Piping the lot through sort sorts the usernames into alphabetical order, which with the -u option means "unique items only", i.e. no duplicates.

Note: All of this assumes that the pattern we're matching can't occur anywhere else in the file (which seems unlikely), or that the brokenness of the JSON itself won't cause the match to fail (which might be, I'm not sure in what way your file is broken).

EDIT: With grep regularly complaining that the lines were too long, and for some reason sed -e 's/,/,\n/' not really working either, the split command was used to break the file up into more manageable chunks.

  • Very nice, learned a lot from your post, thank you.

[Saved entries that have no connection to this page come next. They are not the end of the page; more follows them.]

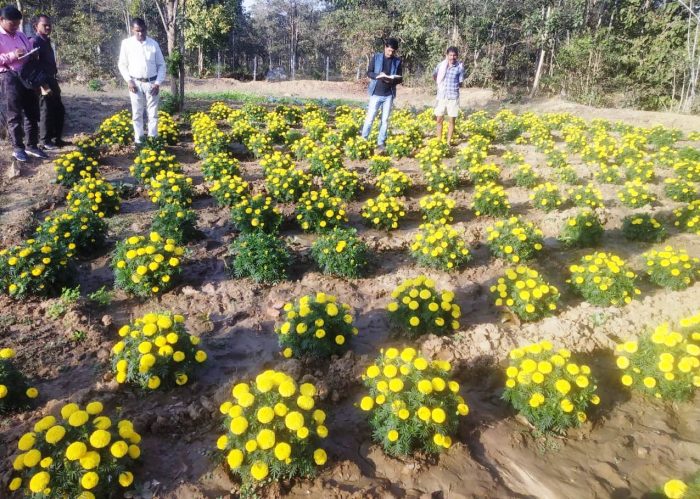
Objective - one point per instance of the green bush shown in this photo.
(261, 256)
(316, 326)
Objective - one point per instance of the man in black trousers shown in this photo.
(52, 110)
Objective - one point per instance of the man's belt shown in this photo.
(145, 80)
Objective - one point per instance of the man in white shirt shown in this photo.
(142, 66)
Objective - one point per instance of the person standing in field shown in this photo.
(142, 66)
(52, 110)
(385, 72)
(20, 105)
(449, 76)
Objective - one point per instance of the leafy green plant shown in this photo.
(663, 363)
(155, 351)
(514, 239)
(15, 392)
(582, 231)
(146, 266)
(83, 451)
(490, 199)
(439, 246)
(319, 211)
(417, 308)
(383, 212)
(316, 326)
(413, 403)
(643, 227)
(670, 268)
(341, 253)
(550, 389)
(603, 279)
(261, 256)
(102, 297)
(523, 291)
(271, 431)
(177, 221)
(256, 213)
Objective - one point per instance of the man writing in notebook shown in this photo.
(384, 72)
(448, 75)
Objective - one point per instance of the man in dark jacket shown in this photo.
(52, 110)
(384, 72)
(20, 105)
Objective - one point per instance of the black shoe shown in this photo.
(36, 152)
(20, 155)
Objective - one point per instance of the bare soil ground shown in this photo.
(631, 445)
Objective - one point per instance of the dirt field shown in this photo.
(631, 446)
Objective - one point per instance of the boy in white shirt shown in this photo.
(142, 66)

I'm trying to put it into practice now, at first I got grep ran out of memory, then I upgrade my DigitalOcean server to the biggest one (temporarily), now I get grep: exceeded PCRE's line length limit – Dan P. Mar 24 '17 at 22:02
  • Simple and brilliant. With a 3GB file, I would expect a lot of successive duplicates and I would add a seemingly useless uniq | just before sort -u. That way, hopefully I would relieve sort from a part of its job and make it go faster. – xhienne Mar 24 '17 at 22:02
  • Okay, if it's trying to handle the entire file as a single line, you could try splitting it into multiple lines by add a linebreak after each curly bracket using sed, with sed -e 's/}/}\n/g' input.json | grep -P -o '(?<="username":")[^"]*' | sort -u > usernames.txt – Andrew McCarthy Mar 24 '17 at 22:07
  • hmm, sed -e 's/}/}\n/g' input.json | grep -P -o '(?<="username":")[^"]*' | sort -u > usernames.txt also results in grep: exceeded PCRE's line length limit – Dan P. Mar 24 '17 at 22:10
  • You could try splitting at commas instead of curly brackets (since there's a lot more of them), and maybe use a plain "grep username" to filter out the lines you need before the more complicated grep above, but if that doesn't help it seems that somewhere you do have a long blob of data in your file that you need to work around. I am otherwise out of ideas, I'm afraid! – Andrew McCarthy Mar 24 '17 at 22:18
0

You seem to have very long JSON records that break grep -P, here is an alternate solution:

grep -o '"username":"[^"]*' users.json \
| cut -d '"' -f 4 \
| uniq \
| sort -u \
> usernames.txt

Here, grep extracts the full "username:value" fields, cut extracts the value and uniq | sort -u makes the usernames unique.

uniq is not necessary. With a 3GB file, I expect a list of millions of names, with a lot of successive duplicates. The seemingly useless uniq | relieves sort from a part of its job and may make it go faster. Else, it won't hurt.